と考えると、物語が「深化」したような印象を持っております。
決して大きく変わるほどの進化をした訳では無いです。
ただ展開されるドラマに深みを与え、見せ場となるアクションを
盛り上げる為の土台を更に強固にした
んじゃないかなぁと思っております。

個人的に嬉しかったのは主に活躍する面々、三代目特車二課隊員の描写が増えたことです。
映画の主人公は確かに三代目特車二課の隊長である後藤田さんなんですけど、
かといって隊員達の存在も忘れている訳では無いのが良かったです。
GW版は隊員達の掛け合いは結構削られているので、
後藤田さんのカッコよさだけを堪能するのには良いのかもしれないですけどね。

二課隊員達の描写が増えたことで
太田原 勇の正義感と決めようと思って決めきれないところ、
カーシャの他の隊員達とは違う決意、彼女が残りの5人に
自然と溶け込んでいく過程がより際立っていたように思います。
それと狙ったのかどうかはともかく、
作品冒頭の熱海でガンゲームに熱中する泉野 明に対して叫ぶ塩原 佑馬が、
作品のクライマックスでも銃を構えようとする明に向かって叫ぶ場面には唸りました。

敵の灰原零の正体については、GW版同様にぼやけた存在のままです。
しかし先に書いたように色々な描写が復活したことで、
更にぼやけた存在としての印象を強くしています。
よくホラー映画で登場する幽霊を画面の中で演出する時、
被写界深度を浅くして霊の全身をハッキリ映さず不気味なものとして表現することがあります。
本作はその演出をシナリオ上で表現したような感じがしましたね。
劇中でノイズ入りのビデオ映像が流れるシーンがあるんですけど、
ああいうメディアって本当ホラー映画向きだなぁと思いました。

とまぁここまで書いてきましたけど、今のところDC版を観るには
三枚組のブルーレイを購入するしか無いんですよね。しかもDC版はDVDは無し。
GW版の方が当然ながら安いです。DVDレンタルでレンタル開始されたのもGW版。
このような状況だと一般的に広まりそうなのはGW版の方なのかなぁと。
面白かったのか、面白くなかったのか、の判断は1本の映画になっている
DC版の方で行なわれた方が良いような気もするのですが、どうなっていくんだろうなぁ……。

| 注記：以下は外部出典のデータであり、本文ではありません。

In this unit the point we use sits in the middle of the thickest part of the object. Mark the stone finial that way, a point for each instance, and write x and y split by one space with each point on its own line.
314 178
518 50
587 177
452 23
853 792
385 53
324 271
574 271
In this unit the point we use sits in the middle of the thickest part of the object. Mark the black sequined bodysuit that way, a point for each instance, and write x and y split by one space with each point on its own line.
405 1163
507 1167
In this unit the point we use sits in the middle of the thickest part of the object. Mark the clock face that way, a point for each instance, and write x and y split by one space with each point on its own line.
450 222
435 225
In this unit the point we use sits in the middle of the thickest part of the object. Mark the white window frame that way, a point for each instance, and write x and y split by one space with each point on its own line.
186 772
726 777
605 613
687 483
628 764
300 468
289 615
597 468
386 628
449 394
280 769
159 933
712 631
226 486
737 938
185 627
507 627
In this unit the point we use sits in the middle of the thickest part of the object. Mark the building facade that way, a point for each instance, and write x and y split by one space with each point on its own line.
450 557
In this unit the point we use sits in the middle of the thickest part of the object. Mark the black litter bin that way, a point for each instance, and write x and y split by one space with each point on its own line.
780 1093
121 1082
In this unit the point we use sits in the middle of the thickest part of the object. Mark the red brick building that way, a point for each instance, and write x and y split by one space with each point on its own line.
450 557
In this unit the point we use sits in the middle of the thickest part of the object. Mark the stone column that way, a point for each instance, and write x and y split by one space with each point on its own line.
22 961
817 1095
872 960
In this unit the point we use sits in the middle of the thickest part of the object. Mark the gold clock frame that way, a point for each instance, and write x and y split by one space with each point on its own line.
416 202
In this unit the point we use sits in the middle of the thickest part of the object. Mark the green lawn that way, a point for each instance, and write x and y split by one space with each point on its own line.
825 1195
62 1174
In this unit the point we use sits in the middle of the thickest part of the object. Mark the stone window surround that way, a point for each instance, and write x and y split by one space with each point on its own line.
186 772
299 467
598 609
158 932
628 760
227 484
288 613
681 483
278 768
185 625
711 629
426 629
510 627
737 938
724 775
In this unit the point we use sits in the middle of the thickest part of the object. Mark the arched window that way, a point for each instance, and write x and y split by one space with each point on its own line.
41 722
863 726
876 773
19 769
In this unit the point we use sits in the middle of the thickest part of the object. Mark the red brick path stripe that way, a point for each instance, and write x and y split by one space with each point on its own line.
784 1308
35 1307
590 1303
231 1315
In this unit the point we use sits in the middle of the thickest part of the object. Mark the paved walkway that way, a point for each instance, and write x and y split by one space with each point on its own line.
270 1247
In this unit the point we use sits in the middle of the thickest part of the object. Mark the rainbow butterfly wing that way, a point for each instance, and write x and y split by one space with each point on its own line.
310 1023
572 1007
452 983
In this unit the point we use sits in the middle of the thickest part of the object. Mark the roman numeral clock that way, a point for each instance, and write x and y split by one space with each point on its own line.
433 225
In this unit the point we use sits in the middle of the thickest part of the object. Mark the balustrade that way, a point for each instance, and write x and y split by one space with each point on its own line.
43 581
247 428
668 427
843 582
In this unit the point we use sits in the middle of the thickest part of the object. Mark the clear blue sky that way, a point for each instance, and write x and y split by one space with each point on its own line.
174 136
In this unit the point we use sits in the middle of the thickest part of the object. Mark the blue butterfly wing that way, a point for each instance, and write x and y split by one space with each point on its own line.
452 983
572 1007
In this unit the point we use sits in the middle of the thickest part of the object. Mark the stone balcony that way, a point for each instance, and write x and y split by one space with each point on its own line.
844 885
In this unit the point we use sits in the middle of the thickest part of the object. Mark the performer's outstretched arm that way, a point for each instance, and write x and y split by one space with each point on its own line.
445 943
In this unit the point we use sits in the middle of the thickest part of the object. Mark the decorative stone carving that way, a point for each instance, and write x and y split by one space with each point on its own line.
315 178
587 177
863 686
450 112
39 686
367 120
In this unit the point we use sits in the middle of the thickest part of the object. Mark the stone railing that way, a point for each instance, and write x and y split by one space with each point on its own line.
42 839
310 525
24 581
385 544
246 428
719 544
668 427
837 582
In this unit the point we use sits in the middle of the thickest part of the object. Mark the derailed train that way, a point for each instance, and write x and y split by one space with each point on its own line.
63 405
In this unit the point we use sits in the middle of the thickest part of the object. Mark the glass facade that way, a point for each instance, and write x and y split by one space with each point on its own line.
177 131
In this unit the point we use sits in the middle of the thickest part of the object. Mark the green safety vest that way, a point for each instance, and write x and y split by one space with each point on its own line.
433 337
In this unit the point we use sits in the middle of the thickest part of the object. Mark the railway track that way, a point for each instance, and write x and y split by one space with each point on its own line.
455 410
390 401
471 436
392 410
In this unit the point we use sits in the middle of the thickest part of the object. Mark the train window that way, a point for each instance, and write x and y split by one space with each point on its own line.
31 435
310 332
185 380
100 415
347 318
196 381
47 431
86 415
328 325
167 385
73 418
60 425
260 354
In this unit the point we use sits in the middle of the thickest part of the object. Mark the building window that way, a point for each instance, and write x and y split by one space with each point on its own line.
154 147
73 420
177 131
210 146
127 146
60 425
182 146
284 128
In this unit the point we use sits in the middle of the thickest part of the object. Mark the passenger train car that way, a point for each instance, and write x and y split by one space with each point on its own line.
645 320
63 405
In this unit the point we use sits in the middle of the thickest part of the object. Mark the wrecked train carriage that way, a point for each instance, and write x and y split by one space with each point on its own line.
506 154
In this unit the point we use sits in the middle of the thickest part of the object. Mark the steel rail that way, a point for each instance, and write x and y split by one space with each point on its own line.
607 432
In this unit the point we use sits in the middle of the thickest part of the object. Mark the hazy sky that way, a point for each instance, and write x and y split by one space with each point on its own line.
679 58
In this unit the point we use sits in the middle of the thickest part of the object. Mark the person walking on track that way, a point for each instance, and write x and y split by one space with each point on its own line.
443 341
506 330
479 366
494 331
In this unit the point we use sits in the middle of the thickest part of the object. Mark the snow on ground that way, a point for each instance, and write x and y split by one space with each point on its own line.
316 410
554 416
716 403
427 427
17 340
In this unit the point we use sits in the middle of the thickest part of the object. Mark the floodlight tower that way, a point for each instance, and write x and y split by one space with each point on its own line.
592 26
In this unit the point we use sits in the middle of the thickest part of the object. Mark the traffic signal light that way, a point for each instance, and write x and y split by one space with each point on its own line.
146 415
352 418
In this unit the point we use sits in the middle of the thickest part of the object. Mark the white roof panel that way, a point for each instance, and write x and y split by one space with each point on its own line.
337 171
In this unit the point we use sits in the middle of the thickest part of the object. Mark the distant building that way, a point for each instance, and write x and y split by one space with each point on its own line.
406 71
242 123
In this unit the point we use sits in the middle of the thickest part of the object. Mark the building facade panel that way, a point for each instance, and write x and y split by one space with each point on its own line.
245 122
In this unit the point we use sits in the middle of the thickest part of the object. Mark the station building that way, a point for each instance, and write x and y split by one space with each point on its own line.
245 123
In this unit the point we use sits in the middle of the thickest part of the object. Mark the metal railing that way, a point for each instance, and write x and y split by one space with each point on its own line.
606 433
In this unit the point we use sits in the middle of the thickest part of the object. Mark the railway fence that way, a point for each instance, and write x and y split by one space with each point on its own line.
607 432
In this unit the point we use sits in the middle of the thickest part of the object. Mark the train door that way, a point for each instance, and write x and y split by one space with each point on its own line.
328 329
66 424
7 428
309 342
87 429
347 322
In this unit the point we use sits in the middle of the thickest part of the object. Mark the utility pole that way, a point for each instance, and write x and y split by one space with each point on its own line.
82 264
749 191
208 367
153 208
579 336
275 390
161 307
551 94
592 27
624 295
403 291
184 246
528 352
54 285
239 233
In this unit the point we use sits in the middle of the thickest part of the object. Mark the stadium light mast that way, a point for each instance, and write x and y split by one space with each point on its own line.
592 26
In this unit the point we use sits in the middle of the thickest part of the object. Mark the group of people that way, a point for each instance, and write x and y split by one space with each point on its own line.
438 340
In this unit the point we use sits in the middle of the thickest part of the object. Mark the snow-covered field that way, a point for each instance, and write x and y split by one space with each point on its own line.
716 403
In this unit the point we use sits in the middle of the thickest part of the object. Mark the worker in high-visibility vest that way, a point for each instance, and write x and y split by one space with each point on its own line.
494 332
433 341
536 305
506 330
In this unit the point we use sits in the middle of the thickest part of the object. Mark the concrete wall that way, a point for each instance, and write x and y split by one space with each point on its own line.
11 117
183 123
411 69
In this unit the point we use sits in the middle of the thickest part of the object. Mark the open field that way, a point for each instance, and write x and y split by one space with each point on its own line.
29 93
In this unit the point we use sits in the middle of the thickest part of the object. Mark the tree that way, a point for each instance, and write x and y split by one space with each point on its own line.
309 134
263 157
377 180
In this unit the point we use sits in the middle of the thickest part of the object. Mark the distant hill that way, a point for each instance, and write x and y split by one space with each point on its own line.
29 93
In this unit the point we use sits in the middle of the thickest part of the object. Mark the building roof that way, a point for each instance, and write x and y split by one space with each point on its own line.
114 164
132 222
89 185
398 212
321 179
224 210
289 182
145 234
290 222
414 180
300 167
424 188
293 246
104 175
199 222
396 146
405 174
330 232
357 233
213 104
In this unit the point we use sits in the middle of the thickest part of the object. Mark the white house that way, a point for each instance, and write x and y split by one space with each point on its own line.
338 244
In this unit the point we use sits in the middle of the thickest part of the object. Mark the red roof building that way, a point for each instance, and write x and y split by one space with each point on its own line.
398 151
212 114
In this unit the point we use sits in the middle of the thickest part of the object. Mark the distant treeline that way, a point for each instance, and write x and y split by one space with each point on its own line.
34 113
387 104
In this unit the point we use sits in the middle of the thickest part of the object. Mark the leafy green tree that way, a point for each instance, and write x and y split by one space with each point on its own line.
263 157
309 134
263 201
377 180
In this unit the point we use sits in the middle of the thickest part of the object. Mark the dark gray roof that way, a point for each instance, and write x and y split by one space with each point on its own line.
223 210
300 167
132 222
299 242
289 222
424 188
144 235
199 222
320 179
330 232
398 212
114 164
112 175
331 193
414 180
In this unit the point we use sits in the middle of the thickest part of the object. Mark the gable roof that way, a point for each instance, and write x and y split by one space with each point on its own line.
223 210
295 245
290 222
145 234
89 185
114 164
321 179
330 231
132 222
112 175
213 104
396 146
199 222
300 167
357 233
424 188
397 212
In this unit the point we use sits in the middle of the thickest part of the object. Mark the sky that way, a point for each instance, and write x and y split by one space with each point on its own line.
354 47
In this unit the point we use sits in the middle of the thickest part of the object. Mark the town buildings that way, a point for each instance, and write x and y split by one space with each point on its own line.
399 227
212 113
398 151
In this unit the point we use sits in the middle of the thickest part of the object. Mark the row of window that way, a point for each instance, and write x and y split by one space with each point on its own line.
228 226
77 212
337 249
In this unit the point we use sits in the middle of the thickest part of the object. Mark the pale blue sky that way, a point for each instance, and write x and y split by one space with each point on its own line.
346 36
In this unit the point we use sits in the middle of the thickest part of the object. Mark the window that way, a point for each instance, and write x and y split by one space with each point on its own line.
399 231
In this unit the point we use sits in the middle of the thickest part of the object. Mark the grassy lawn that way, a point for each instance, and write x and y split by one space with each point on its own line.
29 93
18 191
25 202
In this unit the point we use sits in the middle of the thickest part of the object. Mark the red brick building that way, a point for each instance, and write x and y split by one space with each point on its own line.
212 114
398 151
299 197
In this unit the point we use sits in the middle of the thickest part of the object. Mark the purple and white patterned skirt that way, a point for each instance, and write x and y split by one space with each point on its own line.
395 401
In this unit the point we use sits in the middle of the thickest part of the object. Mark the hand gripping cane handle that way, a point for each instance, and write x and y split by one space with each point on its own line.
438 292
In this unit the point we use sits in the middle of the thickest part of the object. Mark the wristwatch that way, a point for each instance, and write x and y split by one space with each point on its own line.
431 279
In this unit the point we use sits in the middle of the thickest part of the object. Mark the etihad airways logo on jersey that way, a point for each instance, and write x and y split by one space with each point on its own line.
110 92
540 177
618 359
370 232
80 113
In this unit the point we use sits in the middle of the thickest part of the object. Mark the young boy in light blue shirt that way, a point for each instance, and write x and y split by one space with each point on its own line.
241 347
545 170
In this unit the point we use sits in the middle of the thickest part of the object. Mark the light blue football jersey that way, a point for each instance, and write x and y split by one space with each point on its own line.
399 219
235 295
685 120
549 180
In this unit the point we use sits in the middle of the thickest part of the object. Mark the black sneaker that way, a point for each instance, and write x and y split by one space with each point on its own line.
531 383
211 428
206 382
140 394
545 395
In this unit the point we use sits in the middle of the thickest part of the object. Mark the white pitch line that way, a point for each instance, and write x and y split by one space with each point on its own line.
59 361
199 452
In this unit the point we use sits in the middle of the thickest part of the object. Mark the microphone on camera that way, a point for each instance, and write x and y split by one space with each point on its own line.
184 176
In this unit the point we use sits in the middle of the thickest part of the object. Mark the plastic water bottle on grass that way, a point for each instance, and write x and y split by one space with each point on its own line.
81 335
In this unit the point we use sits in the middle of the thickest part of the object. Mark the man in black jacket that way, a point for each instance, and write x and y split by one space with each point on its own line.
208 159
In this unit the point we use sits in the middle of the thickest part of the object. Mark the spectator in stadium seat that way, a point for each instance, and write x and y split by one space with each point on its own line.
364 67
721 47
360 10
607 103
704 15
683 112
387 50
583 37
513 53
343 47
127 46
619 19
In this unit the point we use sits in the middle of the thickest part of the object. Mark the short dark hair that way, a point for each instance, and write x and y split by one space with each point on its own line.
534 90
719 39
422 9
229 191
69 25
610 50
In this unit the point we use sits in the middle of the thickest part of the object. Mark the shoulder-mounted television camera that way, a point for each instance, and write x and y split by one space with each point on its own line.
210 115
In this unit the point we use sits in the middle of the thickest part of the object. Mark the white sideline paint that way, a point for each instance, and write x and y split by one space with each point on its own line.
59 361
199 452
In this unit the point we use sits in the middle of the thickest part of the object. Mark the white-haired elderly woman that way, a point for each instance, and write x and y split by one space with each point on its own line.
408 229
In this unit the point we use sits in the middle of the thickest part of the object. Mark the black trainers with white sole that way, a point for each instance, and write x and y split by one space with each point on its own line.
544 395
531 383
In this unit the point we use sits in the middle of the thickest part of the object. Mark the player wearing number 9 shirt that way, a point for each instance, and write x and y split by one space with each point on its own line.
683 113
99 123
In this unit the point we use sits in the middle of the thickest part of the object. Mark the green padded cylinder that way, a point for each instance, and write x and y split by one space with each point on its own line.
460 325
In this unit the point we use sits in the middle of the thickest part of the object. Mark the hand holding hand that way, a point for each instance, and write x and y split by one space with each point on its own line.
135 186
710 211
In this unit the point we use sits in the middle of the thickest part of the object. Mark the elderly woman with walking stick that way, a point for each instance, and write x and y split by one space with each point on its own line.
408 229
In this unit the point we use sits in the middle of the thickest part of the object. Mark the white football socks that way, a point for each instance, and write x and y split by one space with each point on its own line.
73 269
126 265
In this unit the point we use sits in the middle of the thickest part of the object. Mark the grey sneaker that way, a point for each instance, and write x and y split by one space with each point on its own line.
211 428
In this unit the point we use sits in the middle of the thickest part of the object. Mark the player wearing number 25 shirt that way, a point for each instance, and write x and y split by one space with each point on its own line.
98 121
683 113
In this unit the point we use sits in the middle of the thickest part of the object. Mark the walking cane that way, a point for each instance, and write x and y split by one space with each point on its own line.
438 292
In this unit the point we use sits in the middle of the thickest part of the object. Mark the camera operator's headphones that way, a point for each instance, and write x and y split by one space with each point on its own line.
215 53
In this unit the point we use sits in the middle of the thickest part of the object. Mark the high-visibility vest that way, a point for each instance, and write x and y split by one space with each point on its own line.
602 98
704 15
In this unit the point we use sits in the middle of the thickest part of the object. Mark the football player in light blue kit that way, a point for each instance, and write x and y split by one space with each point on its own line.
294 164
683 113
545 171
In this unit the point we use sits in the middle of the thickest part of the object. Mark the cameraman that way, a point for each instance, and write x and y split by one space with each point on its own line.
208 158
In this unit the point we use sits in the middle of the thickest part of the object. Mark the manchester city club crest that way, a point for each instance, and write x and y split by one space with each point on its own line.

グダグダと書いてきましたが、個人的には押井監督の実写作品で
『アヴァロン』以外に定期的に観たくなる作品が誕生したなぁと思っております。
あと怪獣映画が作られ始めている昨今、本作もまた怪獣映画的な作りになっています。
DC版は更にその趣が強くなっている気がしますね。
もし観られる機会があれば、DC版を是非どうぞ。……って、買うしかないのか。


次は『東京無国籍少女』『GARM WARS』だ……。